I was irritated when Watson came back and took time from Tinsley, mostly because Tinsley was playing better, but the one thing I'll say for Watson is that he's about the only guy with toughness out there who's also willing to stick up for his teammates. The Jazz need more guys like that, but at least one.
 
I was irritated when Watson came back and took time from Tinsley, mostly because Tinsley was playing better, but the one thing I'll say for Watson is that he's about the only guy with toughness out there who's also willing to stick up for his teammates. The Jazz need more guys like that, but at least one.

Meh, Tinsley was slightly better offensively but vastly inferior defensively.
 
I would love to see Burks play the point. But if that is not the plan, I really don't mind Tinsley being the back up for a while. Watson is not my favorite player and I honestly think that Tinsley is the better veteran (if he can stay healthy). He is old but I liked his attitude last year. He just came across as a guy with a high IQ for the game and he was a coach on and off the court (its also nice to have a decent flopper on our team for once). Even if he doesn't get much playing time, I think the young guys could learn a lot from him. Watson can't shoot and he would always pick up his dribble way too early and it drove me crazy. Perhaps we could package him and Jefferson together in a trade...
 
i would be more fond of the tinsley plan if the guy could still run or jump. he can do neither, so that makes him a HUUUGE liability defensively, and makes him easier to guard.

not that watson is ideal either. a lot of energy, pushes the tempo (we'll need that from somebody this year) but has next to nothing on his own shot and the entire NBA knows it.

the second unit will likely be kanter, foye, burks and whichever of favors/al/paul doesn't start. on paper, that looks like a lineup that can score so i'd go with the better facilitator and the guy who can get things going in transition. that's probably earl, but like i say, it's kind of a devil-you-know kind of scenario.
 
Earl's a better distributor? No way. Better defender, yes. Agreed Tinsley has lost a few steps but he knows how to run the offense better than Earl.
 
i would be more fond of the tinsley plan if the guy could still run or jump. he can do neither, so that makes him a HUUUGE liability defensively, and makes him easier to guard.

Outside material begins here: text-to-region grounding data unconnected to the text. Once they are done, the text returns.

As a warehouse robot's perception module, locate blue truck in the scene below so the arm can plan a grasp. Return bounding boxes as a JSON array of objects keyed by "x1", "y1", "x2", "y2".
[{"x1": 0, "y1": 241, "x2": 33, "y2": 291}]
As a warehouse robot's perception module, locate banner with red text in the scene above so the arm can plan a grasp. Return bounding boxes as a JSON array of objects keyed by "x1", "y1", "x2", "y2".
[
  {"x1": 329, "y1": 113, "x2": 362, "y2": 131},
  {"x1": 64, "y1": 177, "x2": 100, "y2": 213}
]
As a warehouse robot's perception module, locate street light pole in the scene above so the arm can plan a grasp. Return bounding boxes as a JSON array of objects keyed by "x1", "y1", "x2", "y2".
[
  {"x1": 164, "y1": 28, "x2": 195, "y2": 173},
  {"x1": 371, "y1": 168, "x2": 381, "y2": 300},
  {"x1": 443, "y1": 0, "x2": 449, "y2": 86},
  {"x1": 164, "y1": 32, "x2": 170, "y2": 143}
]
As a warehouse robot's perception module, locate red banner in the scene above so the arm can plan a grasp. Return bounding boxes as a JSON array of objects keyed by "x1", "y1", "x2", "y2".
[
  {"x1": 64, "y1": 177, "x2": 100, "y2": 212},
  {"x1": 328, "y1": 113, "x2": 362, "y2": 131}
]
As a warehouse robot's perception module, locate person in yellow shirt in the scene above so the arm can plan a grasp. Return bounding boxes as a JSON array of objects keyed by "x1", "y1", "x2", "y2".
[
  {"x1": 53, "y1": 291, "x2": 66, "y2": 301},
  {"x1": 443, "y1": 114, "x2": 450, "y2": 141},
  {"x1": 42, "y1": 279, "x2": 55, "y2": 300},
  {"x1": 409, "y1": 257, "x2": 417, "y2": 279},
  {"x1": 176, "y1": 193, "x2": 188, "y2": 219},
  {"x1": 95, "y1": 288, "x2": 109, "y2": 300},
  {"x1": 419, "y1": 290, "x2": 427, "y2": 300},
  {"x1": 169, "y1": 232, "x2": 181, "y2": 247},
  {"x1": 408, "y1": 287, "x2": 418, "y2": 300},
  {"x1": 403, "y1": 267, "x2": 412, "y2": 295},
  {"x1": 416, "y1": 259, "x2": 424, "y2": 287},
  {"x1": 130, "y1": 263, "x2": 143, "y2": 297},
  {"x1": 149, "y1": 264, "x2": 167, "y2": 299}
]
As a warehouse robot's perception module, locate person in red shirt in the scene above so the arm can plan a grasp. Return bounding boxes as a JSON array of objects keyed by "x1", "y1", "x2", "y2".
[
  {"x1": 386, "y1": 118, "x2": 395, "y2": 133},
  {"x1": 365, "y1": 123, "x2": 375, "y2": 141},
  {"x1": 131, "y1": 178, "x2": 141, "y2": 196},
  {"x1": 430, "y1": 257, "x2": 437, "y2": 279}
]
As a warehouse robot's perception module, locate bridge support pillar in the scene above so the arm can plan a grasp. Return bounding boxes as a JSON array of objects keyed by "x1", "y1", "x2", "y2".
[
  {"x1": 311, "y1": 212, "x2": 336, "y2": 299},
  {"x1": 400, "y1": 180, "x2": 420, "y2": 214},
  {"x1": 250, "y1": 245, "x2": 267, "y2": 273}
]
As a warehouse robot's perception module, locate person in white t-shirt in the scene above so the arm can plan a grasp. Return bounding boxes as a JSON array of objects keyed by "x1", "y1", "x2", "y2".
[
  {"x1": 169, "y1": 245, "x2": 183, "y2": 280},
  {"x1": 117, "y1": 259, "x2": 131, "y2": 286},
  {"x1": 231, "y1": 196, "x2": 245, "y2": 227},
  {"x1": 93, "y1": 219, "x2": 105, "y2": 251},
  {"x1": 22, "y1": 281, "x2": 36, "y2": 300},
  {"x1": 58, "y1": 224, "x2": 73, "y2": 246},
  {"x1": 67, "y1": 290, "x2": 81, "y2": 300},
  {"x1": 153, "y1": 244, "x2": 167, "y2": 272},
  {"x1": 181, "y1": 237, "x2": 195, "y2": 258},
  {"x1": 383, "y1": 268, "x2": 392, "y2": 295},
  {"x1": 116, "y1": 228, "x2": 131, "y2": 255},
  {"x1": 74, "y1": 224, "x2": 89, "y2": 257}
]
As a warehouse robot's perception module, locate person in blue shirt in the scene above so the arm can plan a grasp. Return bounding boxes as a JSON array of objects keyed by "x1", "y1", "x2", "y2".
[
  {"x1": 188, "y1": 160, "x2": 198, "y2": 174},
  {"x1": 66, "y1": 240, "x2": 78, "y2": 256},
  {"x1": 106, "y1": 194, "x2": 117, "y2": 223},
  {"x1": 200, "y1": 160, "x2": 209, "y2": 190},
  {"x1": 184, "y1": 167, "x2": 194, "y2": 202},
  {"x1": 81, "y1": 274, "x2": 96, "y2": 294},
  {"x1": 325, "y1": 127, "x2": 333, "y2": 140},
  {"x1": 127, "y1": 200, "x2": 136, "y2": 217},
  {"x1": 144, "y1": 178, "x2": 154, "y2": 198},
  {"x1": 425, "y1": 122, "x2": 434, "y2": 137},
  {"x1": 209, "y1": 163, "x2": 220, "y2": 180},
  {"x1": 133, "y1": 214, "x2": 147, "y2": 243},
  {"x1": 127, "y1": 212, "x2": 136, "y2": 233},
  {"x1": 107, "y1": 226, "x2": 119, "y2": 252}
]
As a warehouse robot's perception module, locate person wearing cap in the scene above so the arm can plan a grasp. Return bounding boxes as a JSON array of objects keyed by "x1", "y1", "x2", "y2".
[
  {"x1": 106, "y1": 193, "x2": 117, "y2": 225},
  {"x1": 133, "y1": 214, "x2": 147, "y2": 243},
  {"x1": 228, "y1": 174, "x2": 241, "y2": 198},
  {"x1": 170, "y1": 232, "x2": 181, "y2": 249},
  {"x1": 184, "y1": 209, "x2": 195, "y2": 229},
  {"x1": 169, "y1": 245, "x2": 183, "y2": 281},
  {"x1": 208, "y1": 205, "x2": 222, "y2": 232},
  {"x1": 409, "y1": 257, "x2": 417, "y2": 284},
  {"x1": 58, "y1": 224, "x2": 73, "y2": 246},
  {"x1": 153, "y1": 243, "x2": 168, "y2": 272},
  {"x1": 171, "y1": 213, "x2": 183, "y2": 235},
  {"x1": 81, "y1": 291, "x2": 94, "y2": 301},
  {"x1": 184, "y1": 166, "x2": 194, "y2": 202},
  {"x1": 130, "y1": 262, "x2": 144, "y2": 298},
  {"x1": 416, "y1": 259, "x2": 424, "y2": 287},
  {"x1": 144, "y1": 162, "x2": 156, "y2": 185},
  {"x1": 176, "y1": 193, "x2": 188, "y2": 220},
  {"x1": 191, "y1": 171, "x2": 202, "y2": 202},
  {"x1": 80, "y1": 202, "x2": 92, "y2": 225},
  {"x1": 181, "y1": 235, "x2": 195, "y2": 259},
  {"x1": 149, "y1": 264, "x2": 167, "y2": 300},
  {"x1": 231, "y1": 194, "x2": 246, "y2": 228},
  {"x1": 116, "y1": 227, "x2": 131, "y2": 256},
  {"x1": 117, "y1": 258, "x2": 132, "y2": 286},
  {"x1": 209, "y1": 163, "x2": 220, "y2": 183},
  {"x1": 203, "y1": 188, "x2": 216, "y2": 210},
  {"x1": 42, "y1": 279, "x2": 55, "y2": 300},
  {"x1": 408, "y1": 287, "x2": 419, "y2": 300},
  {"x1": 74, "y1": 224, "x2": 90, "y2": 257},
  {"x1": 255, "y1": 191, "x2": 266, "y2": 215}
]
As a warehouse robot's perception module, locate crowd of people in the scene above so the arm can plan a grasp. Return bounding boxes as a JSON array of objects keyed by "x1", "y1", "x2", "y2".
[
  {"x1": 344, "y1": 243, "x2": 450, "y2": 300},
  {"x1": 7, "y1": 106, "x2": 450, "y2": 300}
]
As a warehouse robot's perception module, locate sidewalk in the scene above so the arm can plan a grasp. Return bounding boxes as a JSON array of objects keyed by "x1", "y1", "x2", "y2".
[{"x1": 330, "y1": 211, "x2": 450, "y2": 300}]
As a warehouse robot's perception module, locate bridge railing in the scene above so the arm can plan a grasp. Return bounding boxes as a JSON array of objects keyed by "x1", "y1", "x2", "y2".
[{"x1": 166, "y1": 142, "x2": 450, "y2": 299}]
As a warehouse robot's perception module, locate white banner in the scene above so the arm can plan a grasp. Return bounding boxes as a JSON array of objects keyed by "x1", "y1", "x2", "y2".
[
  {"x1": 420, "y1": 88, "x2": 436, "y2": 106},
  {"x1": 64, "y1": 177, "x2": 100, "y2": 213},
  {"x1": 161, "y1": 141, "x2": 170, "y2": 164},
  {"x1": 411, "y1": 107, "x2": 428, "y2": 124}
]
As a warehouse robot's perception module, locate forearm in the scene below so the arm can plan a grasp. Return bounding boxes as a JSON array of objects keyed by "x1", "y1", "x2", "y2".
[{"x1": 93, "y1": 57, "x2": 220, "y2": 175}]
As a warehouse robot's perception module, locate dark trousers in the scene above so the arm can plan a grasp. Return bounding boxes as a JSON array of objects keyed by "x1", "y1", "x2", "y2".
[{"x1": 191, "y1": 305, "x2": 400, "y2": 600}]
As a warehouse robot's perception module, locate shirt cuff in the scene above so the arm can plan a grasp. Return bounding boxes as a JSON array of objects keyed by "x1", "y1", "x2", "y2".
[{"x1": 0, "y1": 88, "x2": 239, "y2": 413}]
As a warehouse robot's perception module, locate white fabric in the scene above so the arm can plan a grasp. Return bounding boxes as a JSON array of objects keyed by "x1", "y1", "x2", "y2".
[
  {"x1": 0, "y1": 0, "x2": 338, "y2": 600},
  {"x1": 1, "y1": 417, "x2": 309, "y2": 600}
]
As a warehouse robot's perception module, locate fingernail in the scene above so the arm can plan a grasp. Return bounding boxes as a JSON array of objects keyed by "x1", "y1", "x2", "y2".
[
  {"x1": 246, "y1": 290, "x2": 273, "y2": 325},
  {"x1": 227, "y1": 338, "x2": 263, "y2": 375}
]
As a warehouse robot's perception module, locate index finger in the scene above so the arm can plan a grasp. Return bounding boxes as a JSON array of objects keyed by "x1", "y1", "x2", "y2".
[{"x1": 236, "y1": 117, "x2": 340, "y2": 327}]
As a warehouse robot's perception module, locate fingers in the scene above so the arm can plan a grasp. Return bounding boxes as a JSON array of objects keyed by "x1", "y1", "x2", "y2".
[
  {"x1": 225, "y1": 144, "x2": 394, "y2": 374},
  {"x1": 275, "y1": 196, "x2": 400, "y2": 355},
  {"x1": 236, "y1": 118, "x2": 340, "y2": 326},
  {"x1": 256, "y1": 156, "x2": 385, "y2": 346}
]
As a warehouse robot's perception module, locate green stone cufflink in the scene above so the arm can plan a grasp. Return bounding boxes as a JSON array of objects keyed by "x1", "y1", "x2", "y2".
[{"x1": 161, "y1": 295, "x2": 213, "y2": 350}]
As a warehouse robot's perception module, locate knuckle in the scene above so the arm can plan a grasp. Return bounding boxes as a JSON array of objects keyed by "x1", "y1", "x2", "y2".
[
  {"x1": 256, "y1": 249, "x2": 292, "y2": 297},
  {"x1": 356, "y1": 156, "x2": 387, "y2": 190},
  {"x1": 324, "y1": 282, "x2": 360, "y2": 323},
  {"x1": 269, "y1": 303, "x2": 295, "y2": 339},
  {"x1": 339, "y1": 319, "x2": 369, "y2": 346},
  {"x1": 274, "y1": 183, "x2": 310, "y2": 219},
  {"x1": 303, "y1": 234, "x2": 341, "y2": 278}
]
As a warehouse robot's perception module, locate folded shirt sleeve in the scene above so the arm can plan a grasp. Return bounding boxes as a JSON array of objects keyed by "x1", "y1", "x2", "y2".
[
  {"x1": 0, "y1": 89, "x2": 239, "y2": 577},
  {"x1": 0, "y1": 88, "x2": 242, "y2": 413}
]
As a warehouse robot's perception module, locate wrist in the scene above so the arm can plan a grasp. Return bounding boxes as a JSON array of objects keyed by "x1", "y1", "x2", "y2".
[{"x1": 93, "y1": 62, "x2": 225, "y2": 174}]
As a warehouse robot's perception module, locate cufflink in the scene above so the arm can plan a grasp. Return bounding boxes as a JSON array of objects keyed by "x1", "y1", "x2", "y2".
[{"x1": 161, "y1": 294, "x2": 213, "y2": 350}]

not that watson is ideal either. a lot of energy, pushes the tempo (we'll need that from somebody this year) but has next to nothing on his own shot and the entire NBA knows it.

the second unit will likely be kanter, foye, burks and whichever of favors/al/paul doesn't start. on paper, that looks like a lineup that can score so i'd go with the better facilitator and the guy who can get things going in transition. that's probably earl, but like i say, it's kind of a devil-you-know kind of scenario.
At the moment I want to see what Foye can do. If he can provide great D, shooting and be average at running the team I think we come out way ahead.
 
Earl's a better distributor? No way. Better defender, yes. Agreed Tinsley has lost a few steps but he knows how to run the offense better than Earl.

earl had the highest assist percentage in the league, a ridiculous 45% of his possessions ended with a watson assist. jamaal's isn't bad either at 38%, but the moral of this particular story is that when earl on the floor, his main goal is always to involve others.
 
earl had the highest assist percentage in the league, a ridiculous 45% of his possessions ended with a watson assist. jamaal's isn't bad either at 38%, but the moral of this particular story is that when earl on the floor, his main goal is always to involve others.


thats because watson couldnt create his own shot, and even when he had an open look he rarely made the shots he took. watson is a great bench lleader. he is good at helping the young guys grow, but thats about it. i love the guys energy but he isnt the guy for the job.